Events / talks

Virtual Session "Tabular Learning: skrub and Foundation Models"

Sep 5 @ 17:00 - 17:30 JST
Details:

Topic: "Tabular Learning: skrub and Foundation Models"

Speaker: Gaël Varoquaux, PhD / Research Director | scikit-learn Author | Co-Founder / Inria | Probabl

Varoquaux's research covers fundamentals of artificial intelligence, statistical learning, natural language processing, causal inference, as well as applications to health, with a current focus on public health and epidemiology. He also creates technology: he co-funded scikit-learn, one of the reference machine-learning toolboxes, and helped build various central tools for data analysis in Python.

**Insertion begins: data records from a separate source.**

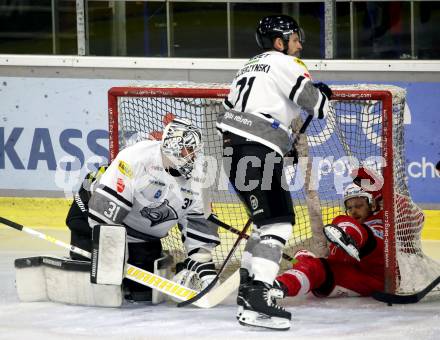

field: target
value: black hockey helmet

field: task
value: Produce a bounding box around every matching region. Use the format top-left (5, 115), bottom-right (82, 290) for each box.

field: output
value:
top-left (255, 14), bottom-right (304, 50)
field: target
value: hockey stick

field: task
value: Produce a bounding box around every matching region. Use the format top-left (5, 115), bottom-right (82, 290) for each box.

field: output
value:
top-left (0, 217), bottom-right (210, 308)
top-left (208, 214), bottom-right (295, 262)
top-left (372, 276), bottom-right (440, 306)
top-left (177, 218), bottom-right (252, 307)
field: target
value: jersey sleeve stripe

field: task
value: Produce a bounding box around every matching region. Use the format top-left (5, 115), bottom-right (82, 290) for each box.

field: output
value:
top-left (289, 76), bottom-right (305, 102)
top-left (187, 212), bottom-right (205, 216)
top-left (96, 186), bottom-right (133, 210)
top-left (88, 209), bottom-right (114, 224)
top-left (223, 98), bottom-right (234, 109)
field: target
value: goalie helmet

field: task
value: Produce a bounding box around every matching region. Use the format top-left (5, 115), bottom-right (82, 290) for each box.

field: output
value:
top-left (255, 15), bottom-right (304, 50)
top-left (344, 183), bottom-right (373, 207)
top-left (161, 118), bottom-right (203, 179)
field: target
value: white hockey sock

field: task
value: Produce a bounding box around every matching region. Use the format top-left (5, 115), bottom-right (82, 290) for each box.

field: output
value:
top-left (252, 257), bottom-right (280, 285)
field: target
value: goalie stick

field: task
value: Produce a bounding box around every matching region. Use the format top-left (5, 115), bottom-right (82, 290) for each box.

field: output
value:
top-left (208, 214), bottom-right (296, 263)
top-left (0, 217), bottom-right (215, 308)
top-left (373, 276), bottom-right (440, 306)
top-left (177, 218), bottom-right (252, 307)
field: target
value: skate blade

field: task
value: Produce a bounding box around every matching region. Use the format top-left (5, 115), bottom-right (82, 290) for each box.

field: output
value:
top-left (238, 310), bottom-right (290, 331)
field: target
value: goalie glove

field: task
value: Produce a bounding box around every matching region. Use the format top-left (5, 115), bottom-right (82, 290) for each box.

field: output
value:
top-left (324, 224), bottom-right (361, 261)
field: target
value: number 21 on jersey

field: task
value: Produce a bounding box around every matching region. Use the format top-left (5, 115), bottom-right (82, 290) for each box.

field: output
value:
top-left (234, 77), bottom-right (255, 112)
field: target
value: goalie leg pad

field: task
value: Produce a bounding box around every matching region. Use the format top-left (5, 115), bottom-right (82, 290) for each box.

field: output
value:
top-left (90, 225), bottom-right (127, 285)
top-left (15, 256), bottom-right (122, 307)
top-left (151, 251), bottom-right (173, 305)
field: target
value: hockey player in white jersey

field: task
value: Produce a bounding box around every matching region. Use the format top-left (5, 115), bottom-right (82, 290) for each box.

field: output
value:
top-left (67, 119), bottom-right (219, 300)
top-left (217, 15), bottom-right (332, 330)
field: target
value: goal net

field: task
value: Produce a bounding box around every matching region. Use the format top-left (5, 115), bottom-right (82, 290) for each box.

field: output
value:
top-left (109, 84), bottom-right (440, 294)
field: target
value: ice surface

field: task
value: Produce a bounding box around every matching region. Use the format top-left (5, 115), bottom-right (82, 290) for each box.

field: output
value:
top-left (0, 241), bottom-right (440, 340)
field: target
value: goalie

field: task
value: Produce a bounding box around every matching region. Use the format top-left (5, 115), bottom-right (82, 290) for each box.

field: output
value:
top-left (276, 179), bottom-right (384, 297)
top-left (66, 118), bottom-right (219, 301)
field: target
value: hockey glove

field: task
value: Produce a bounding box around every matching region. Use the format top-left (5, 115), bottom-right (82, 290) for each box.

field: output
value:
top-left (324, 224), bottom-right (361, 261)
top-left (313, 83), bottom-right (333, 99)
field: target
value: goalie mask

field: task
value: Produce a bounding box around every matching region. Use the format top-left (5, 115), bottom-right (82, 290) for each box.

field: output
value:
top-left (255, 15), bottom-right (305, 53)
top-left (344, 183), bottom-right (373, 207)
top-left (161, 118), bottom-right (203, 179)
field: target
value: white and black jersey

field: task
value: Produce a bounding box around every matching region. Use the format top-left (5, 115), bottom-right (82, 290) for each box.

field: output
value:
top-left (217, 51), bottom-right (329, 156)
top-left (88, 141), bottom-right (219, 252)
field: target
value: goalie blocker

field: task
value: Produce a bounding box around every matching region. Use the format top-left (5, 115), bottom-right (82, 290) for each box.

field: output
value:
top-left (15, 225), bottom-right (172, 307)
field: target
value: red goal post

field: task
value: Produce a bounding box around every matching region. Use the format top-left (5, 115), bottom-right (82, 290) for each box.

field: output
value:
top-left (108, 84), bottom-right (440, 294)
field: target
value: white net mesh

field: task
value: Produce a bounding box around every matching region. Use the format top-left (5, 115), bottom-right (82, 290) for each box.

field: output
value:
top-left (110, 84), bottom-right (440, 294)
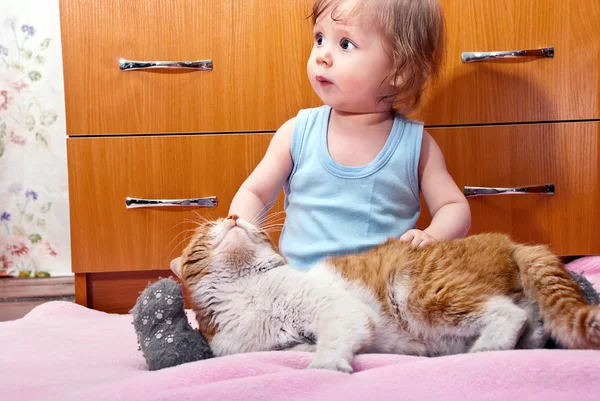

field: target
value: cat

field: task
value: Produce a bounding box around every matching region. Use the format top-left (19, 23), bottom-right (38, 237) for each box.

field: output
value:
top-left (171, 215), bottom-right (600, 373)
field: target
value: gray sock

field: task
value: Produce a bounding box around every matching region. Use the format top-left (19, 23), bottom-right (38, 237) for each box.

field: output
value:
top-left (129, 278), bottom-right (213, 370)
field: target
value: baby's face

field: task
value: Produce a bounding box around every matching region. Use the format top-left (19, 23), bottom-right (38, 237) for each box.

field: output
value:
top-left (307, 0), bottom-right (394, 113)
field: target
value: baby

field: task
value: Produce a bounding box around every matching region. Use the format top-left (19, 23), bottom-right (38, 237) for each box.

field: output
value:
top-left (230, 0), bottom-right (471, 269)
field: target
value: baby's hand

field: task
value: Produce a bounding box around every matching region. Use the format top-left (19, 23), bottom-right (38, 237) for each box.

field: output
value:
top-left (400, 229), bottom-right (437, 247)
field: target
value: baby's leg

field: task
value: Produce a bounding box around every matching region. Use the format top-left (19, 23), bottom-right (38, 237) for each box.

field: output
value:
top-left (470, 296), bottom-right (527, 352)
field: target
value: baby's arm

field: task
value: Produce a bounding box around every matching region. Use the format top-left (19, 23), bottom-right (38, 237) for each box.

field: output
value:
top-left (404, 132), bottom-right (471, 241)
top-left (229, 119), bottom-right (294, 226)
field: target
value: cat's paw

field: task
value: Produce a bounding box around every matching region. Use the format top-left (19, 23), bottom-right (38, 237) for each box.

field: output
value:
top-left (308, 356), bottom-right (353, 373)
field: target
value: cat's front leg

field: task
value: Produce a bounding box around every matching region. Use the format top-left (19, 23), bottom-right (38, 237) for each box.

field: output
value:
top-left (308, 308), bottom-right (375, 373)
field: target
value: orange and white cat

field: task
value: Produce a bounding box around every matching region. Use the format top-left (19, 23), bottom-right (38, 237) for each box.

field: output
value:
top-left (171, 216), bottom-right (600, 372)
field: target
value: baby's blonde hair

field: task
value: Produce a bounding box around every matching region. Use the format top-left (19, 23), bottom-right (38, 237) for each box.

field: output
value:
top-left (311, 0), bottom-right (445, 114)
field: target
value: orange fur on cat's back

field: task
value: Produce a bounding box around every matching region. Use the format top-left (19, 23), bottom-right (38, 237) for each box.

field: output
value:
top-left (328, 234), bottom-right (600, 348)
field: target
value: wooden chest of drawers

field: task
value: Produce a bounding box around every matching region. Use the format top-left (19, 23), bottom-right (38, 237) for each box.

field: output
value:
top-left (60, 0), bottom-right (600, 312)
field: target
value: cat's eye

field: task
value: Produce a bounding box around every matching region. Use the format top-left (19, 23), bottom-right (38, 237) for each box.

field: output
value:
top-left (340, 39), bottom-right (356, 50)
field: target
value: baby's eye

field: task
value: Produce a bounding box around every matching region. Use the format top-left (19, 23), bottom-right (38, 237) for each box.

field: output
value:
top-left (315, 33), bottom-right (325, 46)
top-left (340, 39), bottom-right (356, 50)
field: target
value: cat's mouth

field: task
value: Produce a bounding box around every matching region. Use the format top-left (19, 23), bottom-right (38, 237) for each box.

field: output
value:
top-left (213, 214), bottom-right (256, 247)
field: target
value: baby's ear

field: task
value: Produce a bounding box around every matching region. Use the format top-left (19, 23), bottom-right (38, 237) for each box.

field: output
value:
top-left (171, 257), bottom-right (181, 278)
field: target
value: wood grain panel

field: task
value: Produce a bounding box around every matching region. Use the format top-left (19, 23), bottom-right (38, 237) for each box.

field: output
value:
top-left (414, 0), bottom-right (600, 125)
top-left (419, 123), bottom-right (600, 256)
top-left (67, 134), bottom-right (282, 274)
top-left (60, 0), bottom-right (319, 135)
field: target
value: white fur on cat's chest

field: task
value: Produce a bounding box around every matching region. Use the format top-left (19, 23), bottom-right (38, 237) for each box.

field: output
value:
top-left (209, 263), bottom-right (438, 355)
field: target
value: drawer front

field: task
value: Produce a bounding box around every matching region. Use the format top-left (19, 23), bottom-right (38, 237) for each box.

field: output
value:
top-left (415, 0), bottom-right (600, 126)
top-left (419, 122), bottom-right (600, 256)
top-left (60, 0), bottom-right (318, 135)
top-left (67, 134), bottom-right (282, 273)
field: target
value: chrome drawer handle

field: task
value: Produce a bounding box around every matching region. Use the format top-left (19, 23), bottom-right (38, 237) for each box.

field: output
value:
top-left (461, 47), bottom-right (554, 64)
top-left (125, 196), bottom-right (219, 209)
top-left (119, 58), bottom-right (212, 71)
top-left (463, 184), bottom-right (554, 197)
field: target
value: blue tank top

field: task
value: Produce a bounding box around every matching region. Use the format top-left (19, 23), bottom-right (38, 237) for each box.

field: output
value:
top-left (279, 106), bottom-right (423, 269)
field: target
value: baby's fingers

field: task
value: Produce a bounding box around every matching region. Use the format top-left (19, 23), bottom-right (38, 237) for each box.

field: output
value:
top-left (400, 230), bottom-right (415, 242)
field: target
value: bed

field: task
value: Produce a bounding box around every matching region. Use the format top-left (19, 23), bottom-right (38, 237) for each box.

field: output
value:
top-left (0, 257), bottom-right (600, 401)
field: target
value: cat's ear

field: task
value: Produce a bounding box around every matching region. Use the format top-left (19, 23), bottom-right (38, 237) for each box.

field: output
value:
top-left (171, 257), bottom-right (181, 278)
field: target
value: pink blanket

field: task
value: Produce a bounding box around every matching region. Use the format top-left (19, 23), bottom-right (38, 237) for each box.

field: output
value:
top-left (0, 258), bottom-right (600, 401)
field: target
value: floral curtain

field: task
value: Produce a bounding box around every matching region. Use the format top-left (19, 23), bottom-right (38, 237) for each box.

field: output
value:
top-left (0, 0), bottom-right (71, 277)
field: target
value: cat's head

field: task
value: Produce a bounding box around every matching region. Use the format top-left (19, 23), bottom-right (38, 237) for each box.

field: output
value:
top-left (166, 215), bottom-right (285, 291)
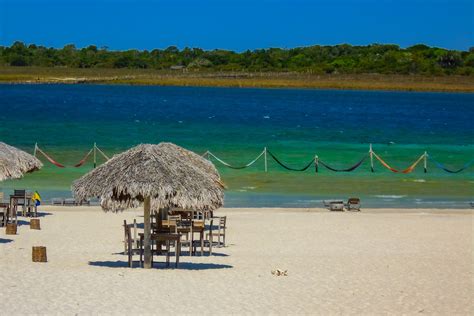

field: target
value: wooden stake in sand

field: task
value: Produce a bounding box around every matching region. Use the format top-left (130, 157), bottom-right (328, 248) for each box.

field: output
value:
top-left (30, 218), bottom-right (41, 230)
top-left (32, 246), bottom-right (48, 262)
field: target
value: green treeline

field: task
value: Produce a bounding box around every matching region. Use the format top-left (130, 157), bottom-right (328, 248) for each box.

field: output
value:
top-left (0, 42), bottom-right (474, 75)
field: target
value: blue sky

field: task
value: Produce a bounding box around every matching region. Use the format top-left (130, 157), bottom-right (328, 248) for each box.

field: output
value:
top-left (0, 0), bottom-right (474, 51)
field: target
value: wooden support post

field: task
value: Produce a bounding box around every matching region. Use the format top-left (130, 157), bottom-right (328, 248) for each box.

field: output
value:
top-left (94, 143), bottom-right (97, 169)
top-left (143, 196), bottom-right (151, 269)
top-left (30, 218), bottom-right (41, 230)
top-left (31, 246), bottom-right (48, 262)
top-left (423, 151), bottom-right (428, 173)
top-left (263, 147), bottom-right (268, 172)
top-left (369, 144), bottom-right (374, 172)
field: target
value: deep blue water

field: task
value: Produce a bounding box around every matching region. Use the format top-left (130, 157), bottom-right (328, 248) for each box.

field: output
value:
top-left (0, 85), bottom-right (474, 206)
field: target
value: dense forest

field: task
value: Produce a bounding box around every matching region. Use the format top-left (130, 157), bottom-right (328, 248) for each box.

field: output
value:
top-left (0, 42), bottom-right (474, 75)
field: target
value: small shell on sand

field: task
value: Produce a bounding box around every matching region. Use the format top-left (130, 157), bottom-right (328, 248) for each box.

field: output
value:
top-left (272, 269), bottom-right (288, 276)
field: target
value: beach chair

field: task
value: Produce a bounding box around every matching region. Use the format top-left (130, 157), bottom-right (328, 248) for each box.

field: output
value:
top-left (203, 219), bottom-right (214, 256)
top-left (123, 220), bottom-right (141, 268)
top-left (123, 219), bottom-right (139, 254)
top-left (0, 192), bottom-right (10, 227)
top-left (346, 198), bottom-right (360, 212)
top-left (323, 200), bottom-right (344, 210)
top-left (51, 198), bottom-right (64, 205)
top-left (329, 201), bottom-right (344, 212)
top-left (206, 216), bottom-right (227, 247)
top-left (64, 198), bottom-right (78, 206)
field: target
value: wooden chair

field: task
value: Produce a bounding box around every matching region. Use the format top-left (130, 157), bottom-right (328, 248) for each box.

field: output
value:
top-left (123, 219), bottom-right (139, 253)
top-left (123, 220), bottom-right (141, 268)
top-left (207, 216), bottom-right (227, 247)
top-left (329, 201), bottom-right (344, 212)
top-left (346, 198), bottom-right (360, 212)
top-left (51, 198), bottom-right (64, 205)
top-left (204, 218), bottom-right (214, 256)
top-left (0, 192), bottom-right (10, 227)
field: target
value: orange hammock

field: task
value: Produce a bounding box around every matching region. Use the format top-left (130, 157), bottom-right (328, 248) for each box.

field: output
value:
top-left (372, 152), bottom-right (425, 173)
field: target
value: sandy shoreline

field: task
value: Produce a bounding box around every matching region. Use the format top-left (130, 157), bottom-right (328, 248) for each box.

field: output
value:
top-left (0, 206), bottom-right (474, 315)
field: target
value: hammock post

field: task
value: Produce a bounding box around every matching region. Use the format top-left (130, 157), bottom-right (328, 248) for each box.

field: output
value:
top-left (423, 151), bottom-right (428, 173)
top-left (263, 147), bottom-right (268, 172)
top-left (369, 144), bottom-right (374, 172)
top-left (94, 143), bottom-right (97, 169)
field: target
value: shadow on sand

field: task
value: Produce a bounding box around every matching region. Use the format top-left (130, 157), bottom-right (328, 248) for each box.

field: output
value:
top-left (89, 261), bottom-right (233, 270)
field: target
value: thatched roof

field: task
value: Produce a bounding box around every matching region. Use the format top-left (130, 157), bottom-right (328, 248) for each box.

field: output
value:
top-left (0, 142), bottom-right (43, 181)
top-left (72, 143), bottom-right (224, 211)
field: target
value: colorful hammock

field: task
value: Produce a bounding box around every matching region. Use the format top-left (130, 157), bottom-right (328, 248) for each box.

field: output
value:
top-left (318, 155), bottom-right (367, 172)
top-left (267, 150), bottom-right (314, 171)
top-left (208, 150), bottom-right (265, 169)
top-left (372, 152), bottom-right (425, 173)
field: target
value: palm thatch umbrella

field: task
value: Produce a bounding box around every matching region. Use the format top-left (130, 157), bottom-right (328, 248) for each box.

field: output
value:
top-left (0, 142), bottom-right (43, 181)
top-left (72, 143), bottom-right (224, 268)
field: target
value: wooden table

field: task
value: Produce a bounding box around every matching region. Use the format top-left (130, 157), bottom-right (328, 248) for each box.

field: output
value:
top-left (138, 233), bottom-right (181, 268)
top-left (157, 220), bottom-right (206, 256)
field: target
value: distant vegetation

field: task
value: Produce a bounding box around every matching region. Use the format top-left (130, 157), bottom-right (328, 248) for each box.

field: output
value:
top-left (0, 42), bottom-right (474, 76)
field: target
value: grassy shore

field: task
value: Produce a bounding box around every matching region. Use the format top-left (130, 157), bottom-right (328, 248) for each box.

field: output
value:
top-left (0, 67), bottom-right (474, 92)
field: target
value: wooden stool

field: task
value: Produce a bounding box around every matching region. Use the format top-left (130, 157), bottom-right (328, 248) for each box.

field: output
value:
top-left (32, 246), bottom-right (48, 262)
top-left (30, 218), bottom-right (41, 230)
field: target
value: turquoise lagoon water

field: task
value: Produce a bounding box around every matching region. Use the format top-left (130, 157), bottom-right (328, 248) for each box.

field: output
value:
top-left (0, 85), bottom-right (474, 207)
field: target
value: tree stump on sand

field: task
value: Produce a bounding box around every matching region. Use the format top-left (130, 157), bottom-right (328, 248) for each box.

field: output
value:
top-left (30, 218), bottom-right (41, 230)
top-left (5, 223), bottom-right (16, 235)
top-left (33, 246), bottom-right (48, 262)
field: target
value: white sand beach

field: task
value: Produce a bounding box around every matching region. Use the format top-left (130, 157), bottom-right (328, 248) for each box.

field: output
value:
top-left (0, 206), bottom-right (474, 315)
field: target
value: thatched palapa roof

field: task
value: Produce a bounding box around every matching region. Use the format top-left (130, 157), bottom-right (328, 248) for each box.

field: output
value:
top-left (0, 142), bottom-right (43, 181)
top-left (72, 143), bottom-right (224, 211)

Varoquaux has worked at UC Berkeley, McGill, and university of Florence. He did a PhD in quantum physics supervised by Alain Aspect and is a graduate from Ecole Normale Superieure, Paris.

Abstract:
While tabular data is central to all organizations, it seems left out of the AI discussion, which has focused on images, text and sound. Ineed, for data science, most of the excitement is in machine learning, but most of the work happens before. Tables often require extensive manual transformation or "data wrangling".

Gaël will discuss how they progressively rethought this process, building machine learning tool that require less wrangling. We are building a new library, skrub (https://skrub-data.org), that facilitates complex tabular-learning pipelines, writing as much as possible wrangling as high-level operations and automating them. A few lines of skrub can spare you dozens of wrangling lines!

But can more bleeding-edge research bring the revolution of fondation models? Our latest breakthrough, the CARTE model, shows how pretrained models can bring value to downstream table analytics without manually transforming these tables to please the model; maybe the begining of a large tabular model revolution.